A propos du but, il était certainement maladroit d’utiliser ce terme pour désigner ce phénomène propre aux manifestations de révolte à l’époque actuelle, lorsque ses protagonistes commencent à s’affranchir de ce qui les détermine malgré eux. Disons plutôt qu’un tel affranchissement permet de définir des moyens, une ligne de conduite, des principes, sur la base desquels la question du but peut se poser et se débattre collectivement. C’est plus exactement ce que nous voulions dire, sans pour autant fixer cette exigence des moyens et des conditions comme un but satisfaisant, comme un état intermédiaire dont on se contenterait et qui tairait alors la question primordiale du but. Nous abordons plus directement cette question dans la dernière partie du texte, « Invitation au débat sur la totalité », avec retenue il est vrai : « Si la pratique maîtrisée du débat importe, c’est parce qu’elle est le moyen pour poser et discuter la question du but. But dont on pourrait donner une formulation prudente et provisoire : résoudre toute l’insatisfaction. » Nous n’en sommes que là sur cette notion, dont nous reconnaissons le caractère essentiel pour appuyer le parti de la révolte dans le monde, mais qu’il nous semble nécessaire de manier aussi avec réserve, d’une part parce que la définition du contenu ne dépend pas seulement de nos consciences isolées, d’autre part parce que nous n’anticipons pas sur l’inconnu qui s’ouvrirait dans le cas où les conditions de sa prise pour objet collective seraient réunies. A ce sujet, la modestie qui nous est par ailleurs reprochée nous semble donc plutôt à propos. La proposition « tout accomplir », que nous pourrions reprendre à notre compte, dit beaucoup et très peu à la fois, se prononcer sur le but ultime comprend ce problème de se cantonner à l’énonciation abstraite, comme celui, inverse, de poser des limites dans une représentation vulgaire, triviale.

A ce propos d’ailleurs, c’est mal nous lire que de suggérer que nous aurions plaqué l’analyse téléologique des assemblées argentines sur ce qu’a été l’AG en lutte, nous ne disons pas que le but de cette assemblée était de trouver son propre but. Par contre, effectivement, contre les multiples explications causales de la révolte diffusées par ses ennemis, nous avons voulu montrer que la question du but est l’orientation par laquelle les révoltés peuvent prendre et garder l’initiative, en dépassant les supposées limites dans lesquelles on voudrait les contraindre. Dans notre texte, nous faisons intervenir cette réflexion pour critiquer la reprise de l’appellation « précaires » dans l’assemblée, censée pour certains identifier ceux qui la constituaient.

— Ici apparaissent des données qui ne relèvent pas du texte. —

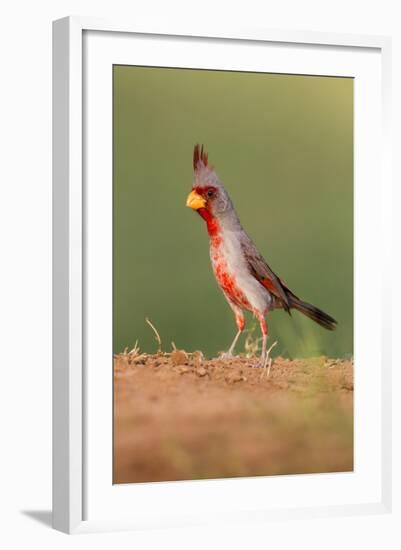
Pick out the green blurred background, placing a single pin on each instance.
(283, 146)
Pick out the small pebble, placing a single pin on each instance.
(179, 357)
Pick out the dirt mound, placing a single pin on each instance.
(179, 416)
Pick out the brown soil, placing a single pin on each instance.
(179, 416)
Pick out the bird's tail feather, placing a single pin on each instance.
(314, 313)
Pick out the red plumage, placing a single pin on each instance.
(242, 273)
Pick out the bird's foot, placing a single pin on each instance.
(266, 361)
(227, 355)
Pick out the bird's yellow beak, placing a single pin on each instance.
(195, 201)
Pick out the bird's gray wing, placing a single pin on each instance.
(259, 268)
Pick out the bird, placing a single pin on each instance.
(247, 281)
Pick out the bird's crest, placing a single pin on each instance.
(200, 158)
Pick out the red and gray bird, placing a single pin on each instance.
(245, 278)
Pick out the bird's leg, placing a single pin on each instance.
(264, 358)
(240, 322)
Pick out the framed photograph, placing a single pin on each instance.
(219, 326)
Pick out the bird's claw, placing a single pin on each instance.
(226, 355)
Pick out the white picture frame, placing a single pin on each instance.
(75, 478)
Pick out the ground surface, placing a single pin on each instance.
(179, 416)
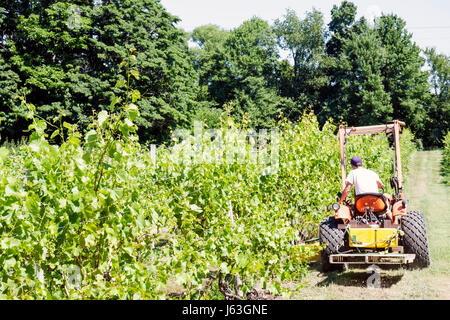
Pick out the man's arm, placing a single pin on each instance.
(380, 184)
(345, 192)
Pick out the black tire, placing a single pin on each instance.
(334, 238)
(415, 239)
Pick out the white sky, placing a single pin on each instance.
(428, 21)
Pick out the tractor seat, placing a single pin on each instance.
(374, 201)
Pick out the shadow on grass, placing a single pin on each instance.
(358, 277)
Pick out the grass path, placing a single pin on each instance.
(425, 192)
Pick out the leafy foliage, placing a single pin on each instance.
(446, 159)
(65, 55)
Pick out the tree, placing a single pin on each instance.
(403, 77)
(359, 97)
(342, 18)
(305, 40)
(239, 68)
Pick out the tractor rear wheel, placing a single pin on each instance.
(334, 238)
(415, 239)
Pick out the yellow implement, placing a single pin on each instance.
(377, 238)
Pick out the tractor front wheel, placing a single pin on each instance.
(333, 237)
(415, 239)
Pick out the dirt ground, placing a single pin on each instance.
(425, 192)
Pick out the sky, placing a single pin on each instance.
(427, 20)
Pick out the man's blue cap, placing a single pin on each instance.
(356, 160)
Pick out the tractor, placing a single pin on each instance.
(362, 233)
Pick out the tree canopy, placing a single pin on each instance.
(65, 57)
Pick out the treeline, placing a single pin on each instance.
(65, 58)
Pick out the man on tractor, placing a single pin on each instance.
(365, 181)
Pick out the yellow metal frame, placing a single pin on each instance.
(379, 238)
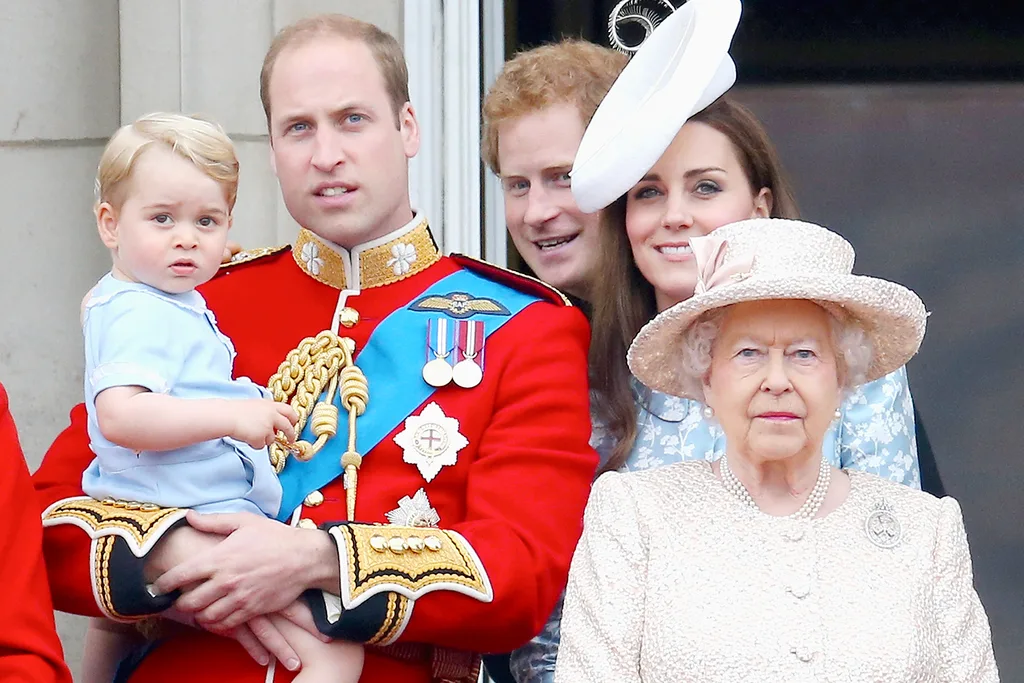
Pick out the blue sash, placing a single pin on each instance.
(392, 360)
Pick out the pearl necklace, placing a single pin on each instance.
(806, 511)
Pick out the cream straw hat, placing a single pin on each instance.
(773, 258)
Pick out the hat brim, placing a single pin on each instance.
(892, 316)
(682, 68)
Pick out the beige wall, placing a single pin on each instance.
(73, 72)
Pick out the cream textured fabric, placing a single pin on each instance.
(774, 258)
(675, 580)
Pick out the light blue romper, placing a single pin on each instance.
(136, 335)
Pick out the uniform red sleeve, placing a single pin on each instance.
(30, 650)
(67, 548)
(527, 491)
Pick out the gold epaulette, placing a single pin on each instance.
(512, 279)
(249, 255)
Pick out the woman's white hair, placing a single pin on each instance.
(851, 344)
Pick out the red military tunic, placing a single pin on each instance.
(513, 500)
(30, 650)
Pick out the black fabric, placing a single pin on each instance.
(930, 479)
(357, 625)
(127, 583)
(497, 668)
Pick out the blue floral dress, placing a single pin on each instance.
(875, 433)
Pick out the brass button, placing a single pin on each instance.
(348, 316)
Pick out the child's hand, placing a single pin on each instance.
(257, 421)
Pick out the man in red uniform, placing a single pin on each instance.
(30, 650)
(436, 422)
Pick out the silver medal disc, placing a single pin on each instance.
(437, 373)
(467, 374)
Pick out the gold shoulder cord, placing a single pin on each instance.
(324, 360)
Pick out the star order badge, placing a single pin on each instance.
(431, 440)
(415, 511)
(883, 528)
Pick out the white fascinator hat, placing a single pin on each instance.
(681, 68)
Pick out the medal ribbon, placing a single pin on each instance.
(470, 345)
(437, 339)
(392, 367)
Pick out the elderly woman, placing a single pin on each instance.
(770, 564)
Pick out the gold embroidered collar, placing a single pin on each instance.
(397, 255)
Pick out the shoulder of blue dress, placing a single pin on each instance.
(512, 280)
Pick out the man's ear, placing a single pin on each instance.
(107, 224)
(410, 128)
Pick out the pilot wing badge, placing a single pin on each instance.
(459, 305)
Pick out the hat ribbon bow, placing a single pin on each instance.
(709, 254)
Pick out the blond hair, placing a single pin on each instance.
(572, 72)
(386, 50)
(198, 140)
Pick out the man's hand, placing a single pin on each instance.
(262, 566)
(257, 421)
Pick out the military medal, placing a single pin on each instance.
(468, 370)
(437, 371)
(430, 440)
(415, 511)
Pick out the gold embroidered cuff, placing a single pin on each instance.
(140, 524)
(397, 612)
(409, 560)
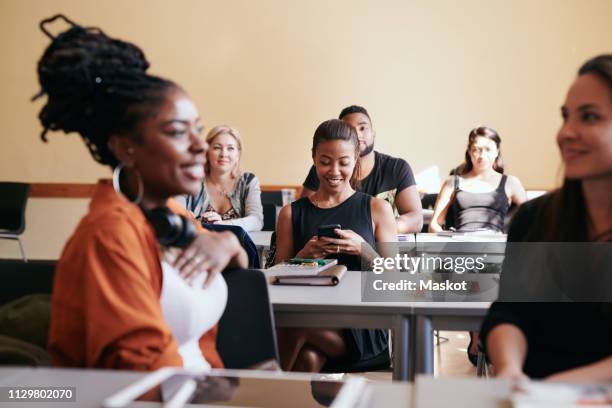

Suivant la formulation générale que nous en donnons – résoudre toute l’insatisfaction –, atteindre ce but, à l’échelle de nos vies, pour l’humanité ici et maintenant, est ce projet suprême par rapport auquel nous envisageons la révolte. Ce serait là une autre façon de dire sa qualité unique, que par elle seule dans le monde la possibilité que ce projet se réalise est mise en jeu, pratiquement.

C’est ici que la notion de sujet intervient ; de sujet collectif, de sujet du projet, de ce sujet qui s’annonce, qui commence de se constituer, qui gagne en puissance, qui agit et qui par là connaît (depuis la vieille théorie de la connaissance, on n’apprendra pas aux téléologues que la notion de sujet s’est étendue à l’être agissant pour et par lui-même, comme, entre autres théoriciens, Lukács l’a bien montré), mais de sujet qui se rétracte aussi lorsqu’il se plie à ce qu’il n’engendre plus lui-même de nouveau : dans ce moment du débat, dans sa phase actuelle, c’est la question des conditions mêmes de sa maîtrise subjective et prépondérante qui paraît se poser avec le plus d’insistance. Par là, il ne s’agit pas d’envisager une espèce de fusion de tous en un, où on perdrait l’exigence de confrontation de tous entre tous, mais de projeter cette phase supérieure de l’effective auto-fondation de l’humanité dont les participants exerceront pleinement leur liberté et leur responsabilité.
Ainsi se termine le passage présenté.